MP

Discipline: Breaking the Cycle of Guilt

I often find myself caught in an unhealthy cycle. I’ll start feeling guilty about not being productive, which inevitably leads to less productivity and even more guilt—rinse and repeat as things slowly spiral out of control. If your income depends on these tasks, you can’t wait on motivation to dig yourself out of the hole you’ve created. The only way to reenter the world of the living is through pure grit.

So how do you discipline yourself in the face of no motivation?

By building habits – starting as small as you can manage, even microscopic, and gathering momentum, reinvesting it in progressively bigger changes to your routine, and building a positive feedback loop.

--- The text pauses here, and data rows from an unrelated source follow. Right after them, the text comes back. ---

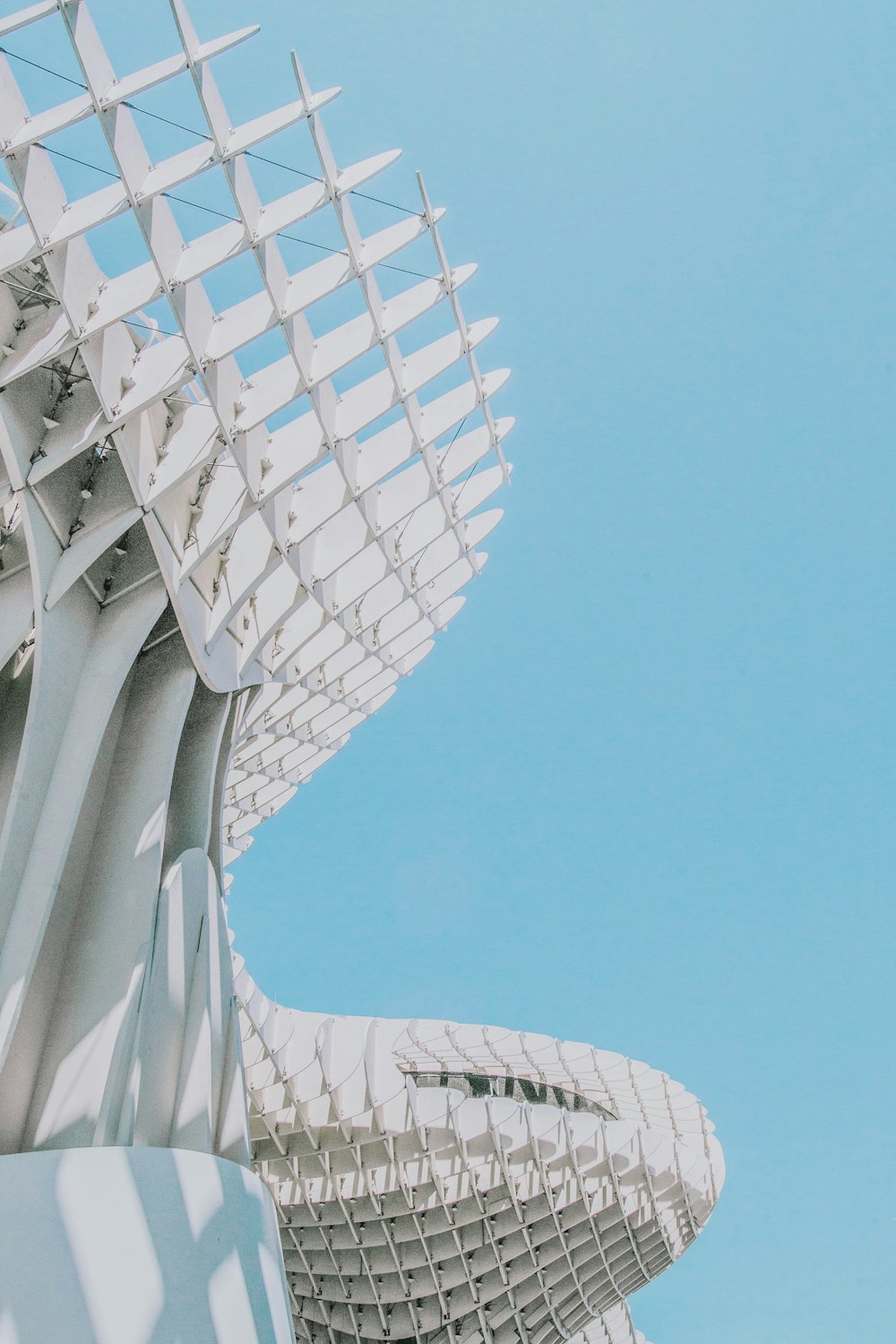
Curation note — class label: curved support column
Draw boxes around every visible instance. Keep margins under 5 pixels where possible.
[0,1148,296,1344]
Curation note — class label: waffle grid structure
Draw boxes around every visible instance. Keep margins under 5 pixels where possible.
[0,0,724,1344]
[237,969,724,1344]
[0,0,512,882]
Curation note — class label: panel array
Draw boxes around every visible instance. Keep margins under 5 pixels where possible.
[237,970,724,1344]
[0,0,512,859]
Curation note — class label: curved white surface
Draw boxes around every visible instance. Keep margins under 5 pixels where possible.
[0,0,513,876]
[0,1148,294,1344]
[237,972,724,1344]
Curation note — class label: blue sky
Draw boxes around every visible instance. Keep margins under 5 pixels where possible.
[219,0,896,1344]
[19,0,896,1344]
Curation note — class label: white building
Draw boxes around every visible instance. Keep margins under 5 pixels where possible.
[0,0,723,1344]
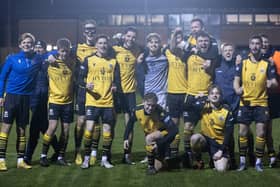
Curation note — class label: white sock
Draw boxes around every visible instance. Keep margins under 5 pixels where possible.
[90,150,97,157]
[102,156,107,162]
[41,154,47,158]
[256,158,262,165]
[270,157,276,163]
[240,156,246,164]
[18,158,23,164]
[84,156,89,162]
[124,154,130,159]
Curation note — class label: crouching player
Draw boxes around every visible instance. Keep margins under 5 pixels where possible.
[124,93,178,175]
[191,85,234,172]
[40,38,74,167]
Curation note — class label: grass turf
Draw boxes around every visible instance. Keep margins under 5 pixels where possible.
[0,115,280,187]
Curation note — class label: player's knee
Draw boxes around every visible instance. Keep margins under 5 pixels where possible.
[184,123,194,133]
[214,157,228,172]
[145,134,155,145]
[190,134,205,153]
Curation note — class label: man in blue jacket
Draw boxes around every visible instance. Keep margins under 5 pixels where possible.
[0,33,41,171]
[24,40,58,165]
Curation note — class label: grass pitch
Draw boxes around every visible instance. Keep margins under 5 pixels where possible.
[0,112,280,187]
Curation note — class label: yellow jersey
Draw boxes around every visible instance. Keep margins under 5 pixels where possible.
[85,55,117,107]
[186,54,212,96]
[237,58,275,107]
[113,46,136,93]
[48,60,74,104]
[165,49,188,94]
[76,43,96,63]
[200,103,233,144]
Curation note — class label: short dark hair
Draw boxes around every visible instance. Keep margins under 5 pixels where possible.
[249,35,262,44]
[83,19,97,27]
[191,18,204,28]
[208,84,223,95]
[143,92,158,103]
[56,38,71,49]
[124,26,137,34]
[146,32,161,43]
[195,31,210,39]
[259,33,268,39]
[95,34,110,43]
[18,32,35,44]
[221,42,235,50]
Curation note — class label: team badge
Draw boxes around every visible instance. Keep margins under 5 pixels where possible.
[100,67,106,75]
[237,110,242,117]
[49,108,54,116]
[183,112,189,117]
[87,109,92,116]
[124,55,130,62]
[209,119,215,126]
[3,111,9,118]
[251,73,256,81]
[109,64,113,70]
[62,69,68,75]
[219,116,225,121]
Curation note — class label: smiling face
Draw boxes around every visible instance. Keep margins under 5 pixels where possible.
[222,45,234,61]
[249,38,262,56]
[19,37,34,53]
[191,21,202,35]
[196,36,210,53]
[147,37,161,55]
[34,45,46,55]
[261,37,270,54]
[123,31,136,49]
[95,37,109,57]
[57,48,70,61]
[208,87,222,106]
[144,99,157,115]
[83,23,96,45]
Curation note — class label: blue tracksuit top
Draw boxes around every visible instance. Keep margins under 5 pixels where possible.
[214,58,240,111]
[34,53,49,95]
[0,51,42,98]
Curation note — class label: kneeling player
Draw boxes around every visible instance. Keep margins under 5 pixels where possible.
[191,85,234,172]
[124,93,178,175]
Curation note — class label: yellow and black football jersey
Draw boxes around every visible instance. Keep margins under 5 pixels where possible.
[165,49,188,94]
[85,55,117,107]
[76,43,96,63]
[200,103,233,144]
[113,46,136,93]
[186,54,212,96]
[48,60,74,104]
[236,55,275,107]
[187,35,196,46]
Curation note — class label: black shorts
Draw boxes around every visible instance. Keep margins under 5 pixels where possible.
[49,103,74,123]
[86,106,115,125]
[204,136,228,158]
[75,88,86,116]
[114,92,136,113]
[237,106,270,125]
[3,93,30,127]
[183,95,207,124]
[167,93,186,118]
[268,93,280,119]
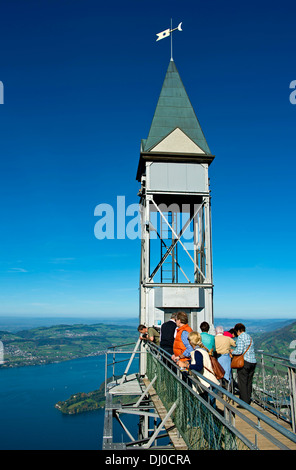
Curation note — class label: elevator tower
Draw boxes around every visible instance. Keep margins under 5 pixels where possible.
[137,59,214,364]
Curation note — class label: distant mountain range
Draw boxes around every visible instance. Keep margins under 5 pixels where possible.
[252,321,296,358]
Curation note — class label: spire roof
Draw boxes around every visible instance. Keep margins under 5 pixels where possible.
[142,60,211,155]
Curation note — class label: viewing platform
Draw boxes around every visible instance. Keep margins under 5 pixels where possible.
[103,341,296,451]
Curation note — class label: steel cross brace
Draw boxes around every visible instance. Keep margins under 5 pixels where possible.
[149,198,206,282]
[143,399,179,449]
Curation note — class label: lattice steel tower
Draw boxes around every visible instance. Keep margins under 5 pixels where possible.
[137,59,214,372]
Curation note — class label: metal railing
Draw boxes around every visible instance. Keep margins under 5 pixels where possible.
[106,341,296,450]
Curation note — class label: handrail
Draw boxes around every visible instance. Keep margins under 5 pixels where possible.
[148,343,296,448]
[106,340,296,449]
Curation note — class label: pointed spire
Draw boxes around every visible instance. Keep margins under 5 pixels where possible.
[143,59,211,155]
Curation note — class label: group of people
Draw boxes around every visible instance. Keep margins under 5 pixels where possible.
[138,312,256,404]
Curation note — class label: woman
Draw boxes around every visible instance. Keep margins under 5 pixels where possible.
[178,331,219,406]
[215,326,236,388]
[232,323,256,405]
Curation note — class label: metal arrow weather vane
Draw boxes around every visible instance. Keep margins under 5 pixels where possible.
[156,19,182,60]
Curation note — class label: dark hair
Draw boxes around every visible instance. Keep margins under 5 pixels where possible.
[138,325,147,331]
[199,321,210,333]
[229,328,237,336]
[177,312,188,325]
[234,323,246,331]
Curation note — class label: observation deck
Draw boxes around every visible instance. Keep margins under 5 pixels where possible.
[102,340,296,451]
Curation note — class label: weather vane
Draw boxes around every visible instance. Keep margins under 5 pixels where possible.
[156,19,182,60]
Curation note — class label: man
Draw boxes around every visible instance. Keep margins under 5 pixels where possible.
[199,321,215,352]
[232,323,256,405]
[172,312,193,362]
[160,313,177,356]
[138,325,160,346]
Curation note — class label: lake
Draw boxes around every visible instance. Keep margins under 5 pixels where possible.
[0,355,137,450]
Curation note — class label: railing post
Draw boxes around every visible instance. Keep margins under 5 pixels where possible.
[288,367,296,432]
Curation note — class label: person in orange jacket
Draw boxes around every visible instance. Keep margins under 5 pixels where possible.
[172,312,193,362]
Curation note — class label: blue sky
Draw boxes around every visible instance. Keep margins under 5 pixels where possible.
[0,0,296,318]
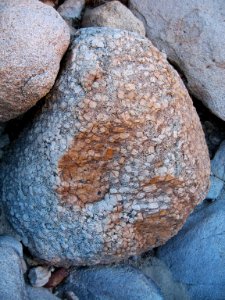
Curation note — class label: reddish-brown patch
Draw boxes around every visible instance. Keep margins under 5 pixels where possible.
[57,121,133,206]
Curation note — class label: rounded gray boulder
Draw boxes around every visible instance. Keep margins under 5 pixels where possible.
[2,28,210,265]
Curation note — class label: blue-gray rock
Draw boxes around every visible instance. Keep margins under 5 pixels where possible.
[129,0,225,120]
[55,266,163,300]
[0,237,28,300]
[158,195,225,300]
[2,27,210,266]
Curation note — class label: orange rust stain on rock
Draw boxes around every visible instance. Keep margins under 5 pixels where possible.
[57,122,134,206]
[134,210,182,251]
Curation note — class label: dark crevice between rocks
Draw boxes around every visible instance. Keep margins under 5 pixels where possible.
[86,0,128,8]
[192,97,225,159]
[167,59,225,159]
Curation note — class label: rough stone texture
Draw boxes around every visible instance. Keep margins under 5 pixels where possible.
[55,266,163,300]
[2,28,210,265]
[130,0,225,120]
[0,0,70,121]
[82,1,145,36]
[0,237,28,300]
[158,195,225,300]
[207,141,225,199]
[57,0,85,27]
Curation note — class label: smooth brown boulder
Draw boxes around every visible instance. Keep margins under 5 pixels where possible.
[82,1,145,36]
[0,0,70,122]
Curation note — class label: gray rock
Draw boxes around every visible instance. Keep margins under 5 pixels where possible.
[130,0,225,120]
[1,28,210,266]
[0,235,23,258]
[82,1,145,36]
[26,285,60,300]
[158,192,225,300]
[59,266,163,300]
[0,237,28,300]
[0,0,70,121]
[57,0,85,28]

Discipline is a muscle, just like your attention span. The more you exercise that muscle, even on a small scale, the better you get. Like I’ve discussed before, tackling small tasks helps generate confidence and momentum. The key to breaking the guilt cycle is just to make progress on something. Little wins are still wins. If you try and fail, start smaller next time.

To quote Avery Edison:

When it comes to school, I don’t miss the people, or the rules, or the cafeteria food. But I do miss the clear sense of progression, of getting an assignment and completing it, of filling something out and receiving a grade. I miss the clear journey from the start of the path to the end, moving your feet and making your way.

I’m sure a lot of us feel that way, and there’s nothing stopping us from recreating that clear sense of progression in our adult lives. It all starts with discipline and little wins. Try a Seinfeld-style calendar or keep a list of your everyday chores so that you can experience the rewarding task of marking them complete.